Normalisation procedures: if they are ‘structural’ (not caring about details like the names of the theories or outcomes), then the two theories are symmetric, so they must be normalised in the same way. WLOG, as follows:
T1(A) = 2, T1(B) = 0, T1(C) = 1, T1(D) = 0 T2(A) = 0, T2(B) = 1, T2(C) = 0, T2(D) = 2
Then letting q = (1-p) the aggregate preferences T are given by:
T(A) = 2p, T(B) = q, T(C) = p, T(D) = q
So:
if p > 2⁄3, the aggregate chooses A and C
if 1⁄3 < p < 2⁄3, the aggregate chooses A and D
if p < 1⁄3, the aggregate chooses B and D
The advantage of this simple set-up is that I didn’t have to make any assumptions about the normalisation procedure beyond that it is structural. If the bargaining outcome agrees with this we may need to look at more complicated cases; if it disagrees we have discovered something already.
For the bargaining outcome, I’ll assume we’re looking for a Nash Bargaining Solution (as suggested in another comment thread).
The defection point has expected utility 3p/2 for Theory I and expected utility 3q/2 for Theory II (using the same notation as I did in this comment).
I don’t see immediately how to calculate the NBS from this.
Assume p = 2⁄3.
Then Theory I has expected utility 1, and Theory 2 has expected utility 1⁄2.
Assume (x,y) is the solution point, where x represents probability of voting for A (over B), and y represents probability of voting for C (over D). I claim without proof that the NBS has x=1 … seems hard for this not to be the case, but would be good to check it carefully.

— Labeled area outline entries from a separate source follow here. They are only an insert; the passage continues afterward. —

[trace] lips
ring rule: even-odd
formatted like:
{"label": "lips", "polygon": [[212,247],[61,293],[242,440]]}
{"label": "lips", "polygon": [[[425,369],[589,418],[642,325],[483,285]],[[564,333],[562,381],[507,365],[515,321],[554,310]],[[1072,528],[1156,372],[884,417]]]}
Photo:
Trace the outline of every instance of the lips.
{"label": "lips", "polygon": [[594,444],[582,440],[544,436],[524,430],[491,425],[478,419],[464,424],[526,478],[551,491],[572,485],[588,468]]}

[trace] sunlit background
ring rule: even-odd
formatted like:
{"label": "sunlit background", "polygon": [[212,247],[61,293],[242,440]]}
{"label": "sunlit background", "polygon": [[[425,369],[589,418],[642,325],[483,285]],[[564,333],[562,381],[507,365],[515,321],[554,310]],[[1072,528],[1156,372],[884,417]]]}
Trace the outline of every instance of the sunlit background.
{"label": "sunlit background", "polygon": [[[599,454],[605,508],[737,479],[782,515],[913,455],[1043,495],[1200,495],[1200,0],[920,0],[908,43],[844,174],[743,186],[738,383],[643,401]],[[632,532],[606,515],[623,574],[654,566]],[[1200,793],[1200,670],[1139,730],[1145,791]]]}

Then the utility of Theory 1 for the point (1, y) = 1 + y/2, and utility of Theory 2 = 1 - y. To maximise the product of the benefits over the defection point we want to maximise y/2*(1/2 - y). This corresponds to maximising y/2 - y^2. Taking the derivative this happens when y = 1⁄4.
Note that the normalisation procedure leads to being on the fence between C and D at p = 2⁄3.
If I’m correct in my ad-hoc approach to calculating the NBS when p = 2⁄3, then this is firmly in the territory which prefers D to C. Therefore the parliamentary model gives different solutions to any normalisation procedure.
Yes, assuming that the delegates always take any available Pareto improvements, it should work out to that [edit: nevermind; I didn’t notice that owencb already showed that that is false]. That doesn’t necessarily make the parliamentary model useless, though. Finding nice ways to normalize preferences is not easy, and if we end up deriving some such normalization rule with desirable properties from the parliamentary model, I would consider that a success.
Harsanyi’s theorem will tell us that it will after the fact be equivalent to some normalisation—but the way you normalise preferences may vary with the set of preferences in the parliament (and the credences they have). And from a calculation elsewhere in this comment thread I think it will have to vary with these things.
I don’t know if such a thing is still best thought of as a ‘rule for normalising preferences’. It still seems interesting to me.
Yes, that sounds right. Harsanyi’s theorem was what I was thinking of when I made the claim, and then I got confused for a while when I saw your counterexample.
This actually sounds plausible to me, but I’m not sure how to work it out formally. It might make for a suprising and interesting result.
I think there’s already been a Stuart Armstrong post containing the essential ideas, but I can’t find it. So asking him might be a good start.